# who are some vivarium manufacturers?



## JasonPannell (Mar 16, 2008)

hey guys, ive tried to google for different vivarium manufacts. but its actually kind of a difficult thing to search for. im trying to avoid zoomed and exo terra. i just found tropicalecos. i really like the euro vented systems but dont know of who to contact. can you guys list some different viv makers. thanks guys and gals


----------



## gary1218 (Dec 31, 2005)

I have gotten several custom made acrylic tanks from this place - Acrylic Display Cases, Dust Covers, Rod, Shapes, and Custom Forming and Fabricating.

Just tell Jay what you want and he can build it.


----------



## Scott (Feb 17, 2004)

I've left the *one* post here that follows the rules.

Feel free to name viv manufacturers - do *not* feel free to leave vendor feedback for them.

If you feel the need to leave feedback - you can say that people can contact you directly for any comments you have on a particular viv manufacturer.

Thank you.

s


----------



## nurse3766 (Apr 8, 2010)

protean google it


----------



## Brotherly Monkey (Jul 20, 2010)

nurse3766 said:


> protean google it


I would research tropicalecos, protean, jmk, or any other supplier, extensively, before I decided to buy anything from them


----------



## Vermfly (Jun 6, 2010)

Tropical Ecos makes tanks. Vivariums & Terrariums - Tropical Ecos

I've seen these in person at the Sacramento Reptile Show. If you want my thoughts just PM me.


----------



## konton (Nov 17, 2010)

I posted this somewhere else, but it's my TropicalEcos vivarium designed inside and out by Todd, and my own tanks based on some of their principles.

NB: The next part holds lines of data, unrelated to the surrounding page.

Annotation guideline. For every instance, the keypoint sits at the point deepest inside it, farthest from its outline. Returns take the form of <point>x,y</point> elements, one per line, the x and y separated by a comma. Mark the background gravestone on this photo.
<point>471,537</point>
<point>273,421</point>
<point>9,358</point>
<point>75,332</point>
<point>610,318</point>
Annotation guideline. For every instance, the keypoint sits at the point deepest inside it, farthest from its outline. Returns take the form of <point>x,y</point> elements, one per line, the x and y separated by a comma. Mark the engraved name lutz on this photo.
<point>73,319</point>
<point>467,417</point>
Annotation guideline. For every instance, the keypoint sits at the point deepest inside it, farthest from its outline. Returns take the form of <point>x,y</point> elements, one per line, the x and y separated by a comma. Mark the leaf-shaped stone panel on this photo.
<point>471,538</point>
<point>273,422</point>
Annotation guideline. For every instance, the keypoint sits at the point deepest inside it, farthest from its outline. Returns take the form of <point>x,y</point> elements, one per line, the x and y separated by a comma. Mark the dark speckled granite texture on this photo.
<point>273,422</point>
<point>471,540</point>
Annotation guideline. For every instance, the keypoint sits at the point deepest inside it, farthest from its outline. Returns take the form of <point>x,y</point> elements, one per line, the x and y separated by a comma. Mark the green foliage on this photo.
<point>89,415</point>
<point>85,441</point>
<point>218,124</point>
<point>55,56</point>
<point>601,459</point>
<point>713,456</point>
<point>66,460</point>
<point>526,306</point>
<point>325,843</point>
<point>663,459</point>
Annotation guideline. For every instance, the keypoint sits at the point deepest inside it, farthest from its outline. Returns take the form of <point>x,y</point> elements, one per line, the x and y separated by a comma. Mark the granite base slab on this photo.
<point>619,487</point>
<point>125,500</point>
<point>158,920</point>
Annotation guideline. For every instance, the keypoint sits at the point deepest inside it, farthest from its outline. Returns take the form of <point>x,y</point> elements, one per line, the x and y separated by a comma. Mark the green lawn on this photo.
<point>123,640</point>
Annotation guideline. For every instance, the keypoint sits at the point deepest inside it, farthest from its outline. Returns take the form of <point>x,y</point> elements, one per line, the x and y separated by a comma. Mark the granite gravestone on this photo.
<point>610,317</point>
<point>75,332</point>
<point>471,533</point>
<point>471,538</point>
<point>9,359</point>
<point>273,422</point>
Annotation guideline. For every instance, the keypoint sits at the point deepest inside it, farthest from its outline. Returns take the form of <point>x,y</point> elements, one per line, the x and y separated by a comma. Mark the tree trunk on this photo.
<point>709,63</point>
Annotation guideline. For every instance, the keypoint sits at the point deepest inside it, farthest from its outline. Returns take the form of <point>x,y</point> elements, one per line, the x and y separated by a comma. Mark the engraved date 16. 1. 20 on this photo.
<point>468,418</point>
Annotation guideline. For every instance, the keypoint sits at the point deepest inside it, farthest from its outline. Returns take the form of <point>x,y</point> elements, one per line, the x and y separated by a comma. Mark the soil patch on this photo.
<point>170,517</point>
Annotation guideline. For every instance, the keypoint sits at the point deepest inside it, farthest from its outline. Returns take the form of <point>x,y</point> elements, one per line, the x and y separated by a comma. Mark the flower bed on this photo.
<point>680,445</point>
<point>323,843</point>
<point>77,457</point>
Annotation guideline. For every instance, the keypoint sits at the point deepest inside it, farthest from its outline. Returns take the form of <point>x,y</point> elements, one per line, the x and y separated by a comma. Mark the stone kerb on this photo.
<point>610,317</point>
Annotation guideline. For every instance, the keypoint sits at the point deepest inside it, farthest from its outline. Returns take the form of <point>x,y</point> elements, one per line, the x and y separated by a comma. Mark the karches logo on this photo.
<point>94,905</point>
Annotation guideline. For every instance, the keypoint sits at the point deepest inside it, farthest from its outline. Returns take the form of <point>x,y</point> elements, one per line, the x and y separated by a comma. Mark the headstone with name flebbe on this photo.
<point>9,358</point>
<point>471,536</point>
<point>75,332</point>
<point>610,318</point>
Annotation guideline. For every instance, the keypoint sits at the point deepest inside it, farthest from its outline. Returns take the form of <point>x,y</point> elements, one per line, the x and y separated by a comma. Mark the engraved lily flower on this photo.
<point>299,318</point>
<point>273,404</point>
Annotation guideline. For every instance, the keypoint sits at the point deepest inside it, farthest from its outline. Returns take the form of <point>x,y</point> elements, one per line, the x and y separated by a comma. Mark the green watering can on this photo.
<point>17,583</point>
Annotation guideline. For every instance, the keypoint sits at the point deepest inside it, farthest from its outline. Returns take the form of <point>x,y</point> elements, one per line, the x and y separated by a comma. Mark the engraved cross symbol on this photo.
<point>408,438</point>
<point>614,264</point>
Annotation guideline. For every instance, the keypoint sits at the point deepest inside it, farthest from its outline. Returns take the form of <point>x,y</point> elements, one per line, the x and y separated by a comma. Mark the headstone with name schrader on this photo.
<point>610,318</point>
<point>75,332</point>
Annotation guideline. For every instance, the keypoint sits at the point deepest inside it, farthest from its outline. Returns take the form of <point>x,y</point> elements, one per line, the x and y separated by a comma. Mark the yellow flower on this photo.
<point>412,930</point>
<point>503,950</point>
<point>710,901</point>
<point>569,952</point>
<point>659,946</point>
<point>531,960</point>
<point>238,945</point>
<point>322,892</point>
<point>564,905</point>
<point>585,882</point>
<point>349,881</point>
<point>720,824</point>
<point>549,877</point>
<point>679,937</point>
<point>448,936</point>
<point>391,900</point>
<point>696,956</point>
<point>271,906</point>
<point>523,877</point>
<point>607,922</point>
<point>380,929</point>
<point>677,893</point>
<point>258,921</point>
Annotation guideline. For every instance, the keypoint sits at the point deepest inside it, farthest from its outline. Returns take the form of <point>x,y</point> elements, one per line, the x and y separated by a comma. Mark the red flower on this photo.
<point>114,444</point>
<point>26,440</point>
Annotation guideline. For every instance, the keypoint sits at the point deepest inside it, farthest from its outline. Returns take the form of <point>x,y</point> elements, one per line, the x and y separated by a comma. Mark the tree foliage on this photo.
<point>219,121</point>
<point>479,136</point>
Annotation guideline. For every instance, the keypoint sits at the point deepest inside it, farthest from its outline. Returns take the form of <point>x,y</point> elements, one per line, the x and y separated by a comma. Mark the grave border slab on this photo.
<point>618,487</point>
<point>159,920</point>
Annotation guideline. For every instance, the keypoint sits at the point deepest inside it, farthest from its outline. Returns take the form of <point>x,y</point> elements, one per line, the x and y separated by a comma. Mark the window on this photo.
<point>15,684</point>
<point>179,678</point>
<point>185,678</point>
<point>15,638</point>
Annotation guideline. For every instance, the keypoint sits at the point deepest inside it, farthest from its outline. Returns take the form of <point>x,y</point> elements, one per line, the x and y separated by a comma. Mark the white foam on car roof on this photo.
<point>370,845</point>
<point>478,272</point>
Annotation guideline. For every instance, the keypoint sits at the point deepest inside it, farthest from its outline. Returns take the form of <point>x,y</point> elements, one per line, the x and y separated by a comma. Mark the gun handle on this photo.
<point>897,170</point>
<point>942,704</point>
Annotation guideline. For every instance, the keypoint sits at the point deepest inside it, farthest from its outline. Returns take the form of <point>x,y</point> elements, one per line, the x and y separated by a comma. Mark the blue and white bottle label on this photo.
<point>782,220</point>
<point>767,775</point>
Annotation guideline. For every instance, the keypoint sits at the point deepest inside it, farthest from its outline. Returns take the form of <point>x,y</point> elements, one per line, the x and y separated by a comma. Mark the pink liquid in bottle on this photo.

My new tanks I'm building use acrylic fronts and have hinges.


----------



## JasonPannell (Mar 16, 2008)

thank you guys. how do you feel about the zoomed and exo terra? i dont get the idea of purchasing a tank to modify it. and it seems like the screen would rust.


----------



## kyle1745 (Feb 15, 2004)

Glasscages.com - Home

Feel free to check out our links, we can easily add more categories. 
vBadvanced Links Directory


----------



## konton (Nov 17, 2010)

I have some zoo meds and exo terras, but I wasn't happy with either. They are not fly proof enough for me.


----------



## D3monic (Feb 8, 2010)

I REALLY like the look of the tropicaleco tanks, unfortunatly I have toddlers in the house and somehow a magnetic door just doesnt seem very safe. If there was a way to lock those they would definatly be on my want list. 

When you could easily have $1k worth of frogs in a single tank it seems pretty risky to me. 

Same with the Euro style tanks with the sliding doors altho it would probably be easy to rig those so they can't slide.


----------



## konton (Nov 17, 2010)

So your fear is someone will open the tank? Or is it something else? Because the magnetic doors are pretty safe. They don't just de-magnetize while you're not looking. And those magnets are really strong, depending on which ones you use. I feel much safer with magnets.


----------



## pl259 (Feb 27, 2006)

konton said:


> I have some zoo meds and exo terras, but I wasn't happy with either. They are not fly proof enough for me.


I have a couple exos and you can make them more FF escape proof. I add a fine mesh screen to the vent, a form in place silicone gasket on each door edge, and a pond in front.


----------



## Brotherly Monkey (Jul 20, 2010)

I am unsure why anyone felt the need to complain about, or edit, my post.

Seriously, guys, lay off the caffeine


----------



## D3monic (Feb 8, 2010)

konton said:


> So your fear is someone will open the tank? Or is it something else? Because the magnetic doors are pretty safe. They don't just de-magnetize while you're not looking. And those magnets are really strong, depending on which ones you use. I feel much safer with magnets.



I guess I would ahve to see one in person. I just dont want my kids pulling teh door off. Not worried about my 8 or three year old. Its my unholy terror of a 15 month old I am worried about. He cant figure out teh door latch on a exo but im sure he could pull a magnetic door off.

I could always try teh smaller ones on teh top shelf though.


----------



## nurse3766 (Apr 8, 2010)

zoo med is all i use
i like the single door
they are pretty easy to mod for FF protection

i just ordered some 18inch cubes for like 75$ delivered 

Zoo Med Naturalistic Terrarium (18inch x 18inch x 18Inch)


----------



## NathanB (Jan 21, 2008)

What part of the country are you in, I know theres a few regional builders around.


----------



## konton (Nov 17, 2010)

Oh yeah. That makes sense. I had the same concerns with getting the doors pulled off. That's why my new tanks have hinges! You should try making some hinged magnetic doors.


----------



## Scott (Feb 17, 2004)

Please feel free to contact me regarding Protean Vivs as well.

The Frog Room (rises again)

Scott MacDonald
Tucson, AZ


----------



## casualcat (Feb 13, 2011)

Reptology ... by PennPlax

they make them from 12x12x12 up to 39x19x39


----------